Faculty and staff have entered Northern's folklore. The most "infamous" was Ethel Carey, dean of women from 1924 to 1956 who was known for enforcing rules like: no red dresses to dances, regulating which male dates women took to a dance and how close they could dance, and sending the school nurse to your boarding house if you missed two days of class. Many thought she truly maintained a reign of terror. The list was endless but few knew that in many cases these rules were mandated by the State Board of Education. Later in the early 1960s Beatrice Boyton, a professor in math took umbrage at women students who took their shoes off at dances. In the 1920s President Munson was known to send congratulatory notes to students when they performed well in specific classes. One time he even helped a student developed her class schedule.
When Edgar Harden (1956-1967) was president everyone thought that he knew everything that went on campus. Cleobelle Harrison, the head of the Art Department beginning in 1946, was known for wanting everything to be "neat and clean" for the janitors when they came into her office. Another faculty became so outraged at a company he was dealing with that he sent them a box of rocks COD. Then there was Gene Lehman in math who ran without shoes even on rocky surfaces.
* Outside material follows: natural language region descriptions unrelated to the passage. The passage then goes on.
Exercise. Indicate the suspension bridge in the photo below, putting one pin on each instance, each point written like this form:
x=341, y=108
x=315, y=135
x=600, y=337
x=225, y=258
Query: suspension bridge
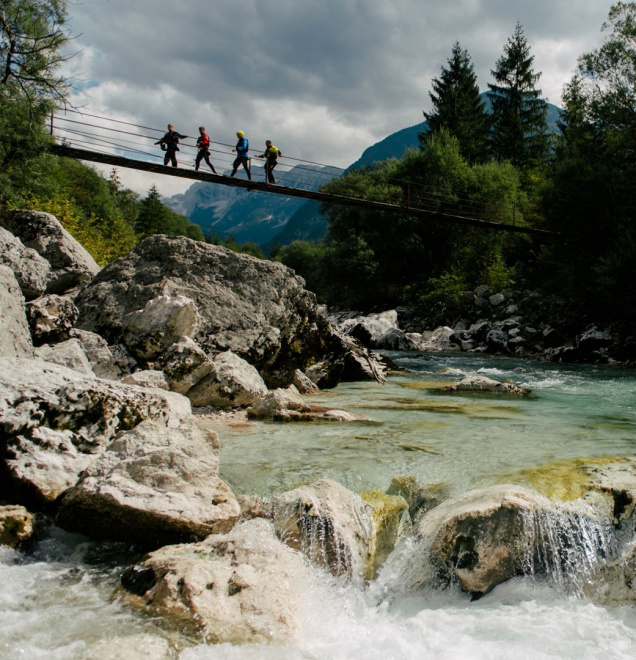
x=84, y=139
Alumni remember Dr. Albert Burrows in sociology who taught "Culture of Africa" whom they nicked named "Edgar Rice Burroughs." Then there was Almon Vedder in the Education Department who never wore a wristwatch. In the 1960s there were no clocks in the classrooms and classes ended with a automatic bell. Vedder would lecture and magically end the class exactly 5 seconds before the bell rang. He was so dedicated to teaching off-campus that even after he had a heart attack he used student drivers to get him to place like Iron Mt. or Sault Ste. Marie. "Dutch" Barnard in English took roll twice a year -- on the first day of class and on November 15 (start of hunting season). He then stated, "I assume that if you weren't here on one of the days you missed that half of the semester." Beyond this he took no action, but he did dislike deer hunters. Then there was Maude Van Antwerp of English who was known to be extremely kind and provided struggling single parents in the early 1950s with jars of jam. She eventually had a dorm named after her. Mildred Magers was the first female professor to receive a Ph.D. in March 1944.
Northern's folklore is endless and this a mere sampling of the more publishable stories which have surfaced and been preserved.